Trace continues without errors when privileged (actual camera traffic starts)

...
ioctl(14, RDMA_VERBS_IOCTL, 0x7fff25c09b20) = 0
sendto(11, "B\1\0\202\0\10\08\0\0\260\4\0\0\0\1", 16, 0, {sa_family=AF_INET, sin_port=htons(3956), sin_addr=inet_addr("192.168.88.44")}, 16) = 16
pselect6(12, [11], NULL, NULL, {tv_sec=5, tv_nsec=0}, NULL) = 1 (in [11], left {tv_sec=4, tv_nsec=999853234})

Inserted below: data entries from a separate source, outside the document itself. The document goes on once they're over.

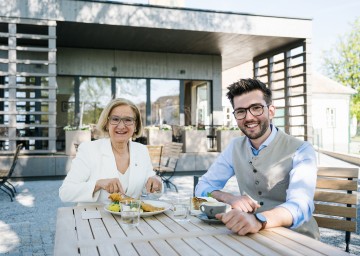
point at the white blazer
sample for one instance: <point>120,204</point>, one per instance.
<point>95,160</point>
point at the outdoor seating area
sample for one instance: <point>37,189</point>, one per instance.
<point>336,201</point>
<point>231,99</point>
<point>26,232</point>
<point>5,175</point>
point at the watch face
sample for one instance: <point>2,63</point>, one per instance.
<point>260,217</point>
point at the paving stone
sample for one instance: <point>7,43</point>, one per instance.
<point>31,218</point>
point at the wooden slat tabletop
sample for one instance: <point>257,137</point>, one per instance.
<point>162,235</point>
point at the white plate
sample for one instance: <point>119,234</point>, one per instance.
<point>196,212</point>
<point>166,206</point>
<point>204,218</point>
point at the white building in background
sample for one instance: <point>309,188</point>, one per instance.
<point>330,109</point>
<point>331,113</point>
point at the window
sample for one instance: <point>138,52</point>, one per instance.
<point>330,117</point>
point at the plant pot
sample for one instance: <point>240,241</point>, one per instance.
<point>73,139</point>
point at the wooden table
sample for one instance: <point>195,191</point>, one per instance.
<point>161,235</point>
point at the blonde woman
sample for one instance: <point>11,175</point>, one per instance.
<point>113,164</point>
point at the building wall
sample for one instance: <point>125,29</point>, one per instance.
<point>90,62</point>
<point>331,138</point>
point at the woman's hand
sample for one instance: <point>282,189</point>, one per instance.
<point>153,184</point>
<point>110,185</point>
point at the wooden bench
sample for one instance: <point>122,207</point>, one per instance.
<point>336,199</point>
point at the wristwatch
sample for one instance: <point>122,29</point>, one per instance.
<point>262,219</point>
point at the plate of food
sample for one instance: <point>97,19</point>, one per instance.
<point>148,207</point>
<point>197,201</point>
<point>205,218</point>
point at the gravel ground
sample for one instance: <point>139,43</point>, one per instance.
<point>27,225</point>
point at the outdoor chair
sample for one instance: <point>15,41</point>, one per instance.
<point>5,175</point>
<point>336,199</point>
<point>169,157</point>
<point>155,154</point>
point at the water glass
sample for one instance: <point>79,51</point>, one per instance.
<point>181,207</point>
<point>130,213</point>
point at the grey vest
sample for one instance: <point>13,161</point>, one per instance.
<point>266,177</point>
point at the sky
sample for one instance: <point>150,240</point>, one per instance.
<point>331,18</point>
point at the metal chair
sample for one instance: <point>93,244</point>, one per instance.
<point>5,175</point>
<point>169,158</point>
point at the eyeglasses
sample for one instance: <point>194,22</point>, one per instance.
<point>255,110</point>
<point>115,120</point>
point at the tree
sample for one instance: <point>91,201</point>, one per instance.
<point>342,64</point>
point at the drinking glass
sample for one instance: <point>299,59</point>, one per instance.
<point>130,213</point>
<point>181,207</point>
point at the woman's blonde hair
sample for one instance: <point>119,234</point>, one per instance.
<point>103,119</point>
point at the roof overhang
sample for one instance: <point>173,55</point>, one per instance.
<point>237,37</point>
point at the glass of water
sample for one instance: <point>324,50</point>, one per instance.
<point>181,207</point>
<point>130,213</point>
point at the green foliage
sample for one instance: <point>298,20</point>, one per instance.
<point>342,64</point>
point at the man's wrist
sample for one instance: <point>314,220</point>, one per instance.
<point>261,219</point>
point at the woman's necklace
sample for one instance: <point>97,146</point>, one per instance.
<point>122,158</point>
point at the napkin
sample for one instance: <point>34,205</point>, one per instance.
<point>85,215</point>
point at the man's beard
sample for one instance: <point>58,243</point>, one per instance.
<point>253,136</point>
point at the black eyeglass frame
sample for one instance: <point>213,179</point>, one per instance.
<point>249,109</point>
<point>125,120</point>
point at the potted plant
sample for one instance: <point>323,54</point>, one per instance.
<point>224,135</point>
<point>194,139</point>
<point>158,135</point>
<point>74,135</point>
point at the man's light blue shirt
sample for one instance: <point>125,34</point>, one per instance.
<point>299,198</point>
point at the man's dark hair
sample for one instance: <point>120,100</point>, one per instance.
<point>248,85</point>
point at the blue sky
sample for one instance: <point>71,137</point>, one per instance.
<point>331,18</point>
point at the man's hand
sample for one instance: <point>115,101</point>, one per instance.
<point>153,184</point>
<point>110,185</point>
<point>243,203</point>
<point>240,222</point>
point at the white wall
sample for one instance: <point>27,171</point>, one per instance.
<point>332,139</point>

recvfrom(11, "\0\0\0\203\0\4\08\0\0\0\1", 12, 0, {sa_family=AF_INET, sin_port=htons(3956), sin_addr=inet_addr("192.168.88.44")}, [16]) = 12
mmap(NULL, 30552064, PROT_READ|PROT_WRITE, MAP_PRIVATE|MAP_ANONYMOUS, -1, 0) = 0x79fd83000000
mlock(0x79fd83000200, 30551040)         = 0
write(1, "Triggering cameras\n", 19Triggering cameras
)    = 19
sendto(3, "B\1\0\202\0\10\09\0\0\260\10\0\0\0\1", 16, 0, {sa_family=AF_INET, sin_port=htons(3956), sin_addr=inet_addr("192.168.88.39")}, 16) = 16
pselect6(4, [3], NULL, NULL, {tv_sec=5, tv_nsec=0}, NULL) = 1 (in [3], left {tv_sec=4, tv_nsec=999894404})
recvfrom(3, "\0\0\0\203\0\4\09\0\0\0\1", 12, 0, {sa_family=AF_INET, sin_port=htons(3956), sin_addr=inet_addr("192.168.88.39")}, [16]) = 12
...

I continue to look for a solution to the ioctl EPERM in the unprivileged container.